Tous les États et territoires, à l’exception du Territoire du Nord, ont connu une surmortalité importante en 2022.
Mme Cutter a déclaré qu’en général, environ la moitié de cette surmortalité était due aux décès dus au Covid, à l’exception de la Tasmanie qui a connu relativement moins de décès dus au Covid et plus de décès dus à d’autres causes.
Notamment, il y a eu une surmortalité dans presque toutes les tranches d’âge, même si le pourcentage était plus élevé dans les groupes plus âgés.
Mme Cutter a déclaré que si le nombre de décès dans les tranches d’âge de 0 à 44 ans et de 45 à 64 ans était faible, les chiffres étaient sensiblement plus élevés que prévu, en particulier pour les femmes.

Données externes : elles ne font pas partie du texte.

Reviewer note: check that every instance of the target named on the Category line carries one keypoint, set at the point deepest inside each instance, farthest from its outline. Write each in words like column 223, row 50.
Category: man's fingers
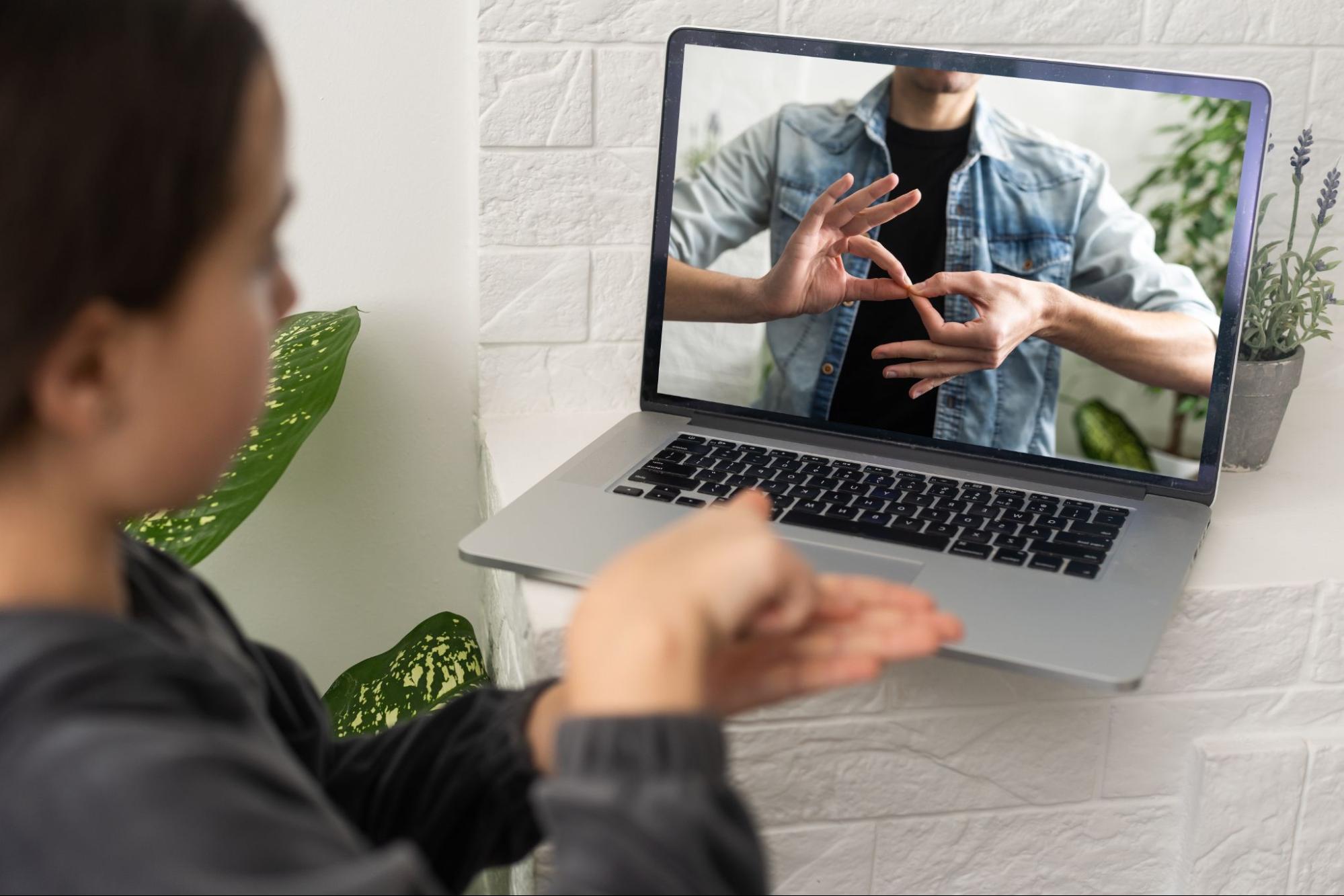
column 879, row 215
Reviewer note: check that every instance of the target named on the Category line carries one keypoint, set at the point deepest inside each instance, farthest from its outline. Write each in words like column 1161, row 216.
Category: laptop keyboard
column 887, row 504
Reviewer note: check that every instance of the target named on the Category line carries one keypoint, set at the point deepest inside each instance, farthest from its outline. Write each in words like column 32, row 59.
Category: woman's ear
column 78, row 386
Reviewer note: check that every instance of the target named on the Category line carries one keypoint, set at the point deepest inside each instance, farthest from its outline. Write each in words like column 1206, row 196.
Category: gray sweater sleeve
column 640, row 805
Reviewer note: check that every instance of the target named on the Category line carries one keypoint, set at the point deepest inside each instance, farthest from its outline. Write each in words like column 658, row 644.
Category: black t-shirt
column 924, row 160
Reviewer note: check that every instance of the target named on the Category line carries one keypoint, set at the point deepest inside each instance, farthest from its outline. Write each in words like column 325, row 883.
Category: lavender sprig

« Les différences méritent d’être étudiées, bien que les petits nombres signifient qu’il existe une variation naturelle considérable », a-t-elle déclaré.

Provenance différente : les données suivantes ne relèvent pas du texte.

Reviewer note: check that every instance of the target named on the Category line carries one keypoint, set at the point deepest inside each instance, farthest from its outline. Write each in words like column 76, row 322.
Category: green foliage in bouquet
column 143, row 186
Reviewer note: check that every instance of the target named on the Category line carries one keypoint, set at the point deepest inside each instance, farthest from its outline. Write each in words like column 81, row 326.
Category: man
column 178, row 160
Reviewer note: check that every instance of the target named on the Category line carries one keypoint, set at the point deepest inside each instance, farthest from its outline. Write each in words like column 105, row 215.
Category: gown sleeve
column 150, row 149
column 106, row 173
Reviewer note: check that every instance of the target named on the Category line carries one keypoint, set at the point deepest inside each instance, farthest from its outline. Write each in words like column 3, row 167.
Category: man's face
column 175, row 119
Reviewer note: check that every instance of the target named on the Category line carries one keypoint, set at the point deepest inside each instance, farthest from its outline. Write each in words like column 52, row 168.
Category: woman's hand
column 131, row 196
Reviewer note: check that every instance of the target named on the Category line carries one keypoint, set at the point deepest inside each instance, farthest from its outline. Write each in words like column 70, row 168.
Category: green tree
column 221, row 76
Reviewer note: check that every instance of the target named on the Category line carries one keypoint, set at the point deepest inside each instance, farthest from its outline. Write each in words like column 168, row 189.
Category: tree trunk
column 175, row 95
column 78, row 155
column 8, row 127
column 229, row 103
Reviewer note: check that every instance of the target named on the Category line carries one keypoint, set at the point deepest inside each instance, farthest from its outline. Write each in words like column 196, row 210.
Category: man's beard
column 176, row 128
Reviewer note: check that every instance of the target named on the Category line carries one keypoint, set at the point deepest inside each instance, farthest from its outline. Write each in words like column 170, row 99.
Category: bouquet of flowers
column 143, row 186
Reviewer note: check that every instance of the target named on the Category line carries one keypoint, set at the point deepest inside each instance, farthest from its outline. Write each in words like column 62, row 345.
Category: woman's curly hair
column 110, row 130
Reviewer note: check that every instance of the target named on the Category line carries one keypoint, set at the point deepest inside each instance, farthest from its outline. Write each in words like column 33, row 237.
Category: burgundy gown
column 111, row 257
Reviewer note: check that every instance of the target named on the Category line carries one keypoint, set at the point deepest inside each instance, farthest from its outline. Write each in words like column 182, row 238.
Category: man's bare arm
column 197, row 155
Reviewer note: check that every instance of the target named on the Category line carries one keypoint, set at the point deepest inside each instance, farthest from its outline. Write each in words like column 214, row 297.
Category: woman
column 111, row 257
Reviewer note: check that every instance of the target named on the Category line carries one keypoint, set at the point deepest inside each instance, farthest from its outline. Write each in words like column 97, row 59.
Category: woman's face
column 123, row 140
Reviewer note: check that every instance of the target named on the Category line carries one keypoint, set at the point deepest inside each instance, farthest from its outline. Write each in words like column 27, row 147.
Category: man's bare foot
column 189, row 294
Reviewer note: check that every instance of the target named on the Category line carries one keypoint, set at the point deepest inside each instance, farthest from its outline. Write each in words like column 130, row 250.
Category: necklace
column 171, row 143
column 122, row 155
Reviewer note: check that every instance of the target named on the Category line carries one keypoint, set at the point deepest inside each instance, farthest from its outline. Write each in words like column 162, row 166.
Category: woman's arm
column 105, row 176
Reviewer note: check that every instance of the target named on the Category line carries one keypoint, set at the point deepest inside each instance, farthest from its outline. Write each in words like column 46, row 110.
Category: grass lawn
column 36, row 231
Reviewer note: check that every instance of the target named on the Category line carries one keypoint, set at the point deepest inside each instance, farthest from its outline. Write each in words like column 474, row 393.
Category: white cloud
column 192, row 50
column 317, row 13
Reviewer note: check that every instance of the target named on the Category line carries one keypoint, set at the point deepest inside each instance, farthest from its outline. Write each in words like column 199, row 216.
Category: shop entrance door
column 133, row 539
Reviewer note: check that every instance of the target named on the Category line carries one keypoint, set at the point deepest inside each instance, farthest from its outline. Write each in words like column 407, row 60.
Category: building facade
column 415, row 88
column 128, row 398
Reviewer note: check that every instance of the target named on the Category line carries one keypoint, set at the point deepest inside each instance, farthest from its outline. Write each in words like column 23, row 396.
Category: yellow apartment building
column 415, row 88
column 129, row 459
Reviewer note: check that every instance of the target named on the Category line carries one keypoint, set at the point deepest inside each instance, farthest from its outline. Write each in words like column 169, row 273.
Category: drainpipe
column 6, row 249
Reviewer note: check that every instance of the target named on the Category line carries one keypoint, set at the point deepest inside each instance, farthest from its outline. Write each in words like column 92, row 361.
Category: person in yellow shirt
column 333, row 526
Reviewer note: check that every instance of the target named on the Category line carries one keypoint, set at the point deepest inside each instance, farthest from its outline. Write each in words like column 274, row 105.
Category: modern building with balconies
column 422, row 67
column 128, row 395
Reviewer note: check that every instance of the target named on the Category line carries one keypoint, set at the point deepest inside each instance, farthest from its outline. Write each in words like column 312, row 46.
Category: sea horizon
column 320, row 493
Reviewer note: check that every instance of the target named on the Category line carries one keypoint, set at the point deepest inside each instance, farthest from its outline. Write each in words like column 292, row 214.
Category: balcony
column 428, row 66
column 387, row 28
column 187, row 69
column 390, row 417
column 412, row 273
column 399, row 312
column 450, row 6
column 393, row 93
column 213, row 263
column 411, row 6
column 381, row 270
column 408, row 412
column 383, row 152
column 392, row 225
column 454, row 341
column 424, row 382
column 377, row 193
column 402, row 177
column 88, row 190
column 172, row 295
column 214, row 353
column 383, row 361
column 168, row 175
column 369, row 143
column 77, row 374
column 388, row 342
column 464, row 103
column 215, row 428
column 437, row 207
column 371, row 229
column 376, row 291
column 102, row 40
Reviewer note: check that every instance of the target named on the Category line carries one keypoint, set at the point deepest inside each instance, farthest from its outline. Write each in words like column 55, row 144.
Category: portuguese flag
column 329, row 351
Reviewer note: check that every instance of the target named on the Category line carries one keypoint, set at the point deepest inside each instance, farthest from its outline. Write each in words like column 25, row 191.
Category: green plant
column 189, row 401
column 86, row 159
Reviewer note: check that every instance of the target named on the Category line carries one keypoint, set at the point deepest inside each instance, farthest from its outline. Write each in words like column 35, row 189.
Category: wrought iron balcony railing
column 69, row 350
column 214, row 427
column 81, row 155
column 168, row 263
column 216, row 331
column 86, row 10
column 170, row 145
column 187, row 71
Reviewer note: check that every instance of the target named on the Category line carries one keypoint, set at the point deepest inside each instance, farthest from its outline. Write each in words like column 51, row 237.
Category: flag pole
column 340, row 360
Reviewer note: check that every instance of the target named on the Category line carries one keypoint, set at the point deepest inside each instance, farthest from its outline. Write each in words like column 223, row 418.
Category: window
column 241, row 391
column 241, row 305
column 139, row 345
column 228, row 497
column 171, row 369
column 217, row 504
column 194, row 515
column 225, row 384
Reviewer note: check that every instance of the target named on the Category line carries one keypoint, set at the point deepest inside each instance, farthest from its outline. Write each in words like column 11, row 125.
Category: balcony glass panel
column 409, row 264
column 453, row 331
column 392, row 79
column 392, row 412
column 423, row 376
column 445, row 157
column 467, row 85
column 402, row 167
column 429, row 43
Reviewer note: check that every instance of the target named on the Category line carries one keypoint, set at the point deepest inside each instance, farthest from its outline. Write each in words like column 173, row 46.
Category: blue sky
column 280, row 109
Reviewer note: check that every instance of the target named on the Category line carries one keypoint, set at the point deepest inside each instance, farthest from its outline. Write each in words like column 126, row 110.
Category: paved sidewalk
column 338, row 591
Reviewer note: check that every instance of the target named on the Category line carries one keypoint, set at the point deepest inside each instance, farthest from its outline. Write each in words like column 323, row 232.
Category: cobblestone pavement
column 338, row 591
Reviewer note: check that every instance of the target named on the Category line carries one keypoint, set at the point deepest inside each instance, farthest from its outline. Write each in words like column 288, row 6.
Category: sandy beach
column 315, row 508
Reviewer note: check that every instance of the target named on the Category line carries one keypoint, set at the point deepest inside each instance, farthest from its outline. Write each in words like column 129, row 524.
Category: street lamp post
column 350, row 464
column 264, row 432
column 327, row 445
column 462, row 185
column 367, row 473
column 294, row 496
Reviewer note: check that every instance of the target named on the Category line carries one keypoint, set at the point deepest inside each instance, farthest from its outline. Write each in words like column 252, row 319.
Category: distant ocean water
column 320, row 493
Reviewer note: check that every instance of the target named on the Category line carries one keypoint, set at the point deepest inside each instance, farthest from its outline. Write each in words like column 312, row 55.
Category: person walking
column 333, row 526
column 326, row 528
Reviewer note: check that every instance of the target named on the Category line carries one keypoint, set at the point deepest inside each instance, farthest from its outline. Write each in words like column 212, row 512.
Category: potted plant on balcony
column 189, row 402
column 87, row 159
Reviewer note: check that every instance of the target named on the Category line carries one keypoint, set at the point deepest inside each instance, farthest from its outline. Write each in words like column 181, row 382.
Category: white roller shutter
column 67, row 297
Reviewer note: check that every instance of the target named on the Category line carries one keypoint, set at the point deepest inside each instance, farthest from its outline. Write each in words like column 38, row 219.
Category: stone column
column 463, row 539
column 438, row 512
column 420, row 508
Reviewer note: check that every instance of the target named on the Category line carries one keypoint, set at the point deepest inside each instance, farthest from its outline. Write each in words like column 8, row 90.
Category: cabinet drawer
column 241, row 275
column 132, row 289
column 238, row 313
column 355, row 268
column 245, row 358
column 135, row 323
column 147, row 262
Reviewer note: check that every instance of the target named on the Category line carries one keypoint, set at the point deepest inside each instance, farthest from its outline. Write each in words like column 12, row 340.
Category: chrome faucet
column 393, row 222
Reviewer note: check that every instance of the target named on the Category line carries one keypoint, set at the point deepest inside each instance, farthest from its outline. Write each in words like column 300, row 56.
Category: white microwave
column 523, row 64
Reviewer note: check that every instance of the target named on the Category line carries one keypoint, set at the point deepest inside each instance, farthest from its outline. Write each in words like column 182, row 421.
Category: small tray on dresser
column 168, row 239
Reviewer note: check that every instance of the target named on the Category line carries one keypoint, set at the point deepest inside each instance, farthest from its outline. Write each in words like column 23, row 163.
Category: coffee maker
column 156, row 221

Aucune preuve du lien avec les vaccins
Certains sur les médias sociaux ont suggéré que les vaccins Covid sont à l’origine de la hausse de la surmortalité.
« Les décès sont 17% plus élevés que la normale en Australie », a écrit Matt Canavan, sénateur LNP du Queensland, sur Twitter au début de cette année. « Je ne sais pas ce que c’est, mais il est grand temps que nous nous demandions sérieusement pourquoi ».
À l’époque, la Therapeutic Goods Administration (TGA) a déclaré à ABC Fact Check qu’il était « faux et non scientifique de conclure automatiquement que les vaccins ont causé ces décès ».
« Il n’y a aucune preuve crédible pour suggérer que les vaccins Covid-19 ont contribué à un excès de décès en Australie ou à l’étranger », a déclaré la TGA.
Mme Cutter a également réfuté ces affirmations.
« En ce qui me concerne, il n’y a aucune preuve que les vaccins sont à l’origine de ces décès, mais je ne peux pas le prouver », a-t-elle déclaré.
Selon le rapport de sécurité le plus récent de la TGA, 14 décès ont été confirmés comme étant probablement liés aux vaccins Covid, sur les 947 rapports reçus et examinés.
Mme Cutter a souligné que même s’il était confirmé que ces plus de 900 décès étaient liés au vaccin, cela ne représenterait qu’une fraction du total des décès excédentaires.
En outre, elle a fait remarquer que le moment de la surmortalité « ne correspond pas au déploiement du vaccin, et que le profil d’âge des personnes qui meurent ne correspond pas à celui des personnes qui ont été vaccinées ».
« Pratiquement aucun jeune ne meurt », a-t-elle déclaré. Elle a également noté qu’il n’y avait pas de surmortalité en Australie occidentale en janvier et qu’ils étaient « tout aussi vaccinés que le reste du pays ».
« Les chiffres ne s’additionnent pas », a-t-elle ajouté.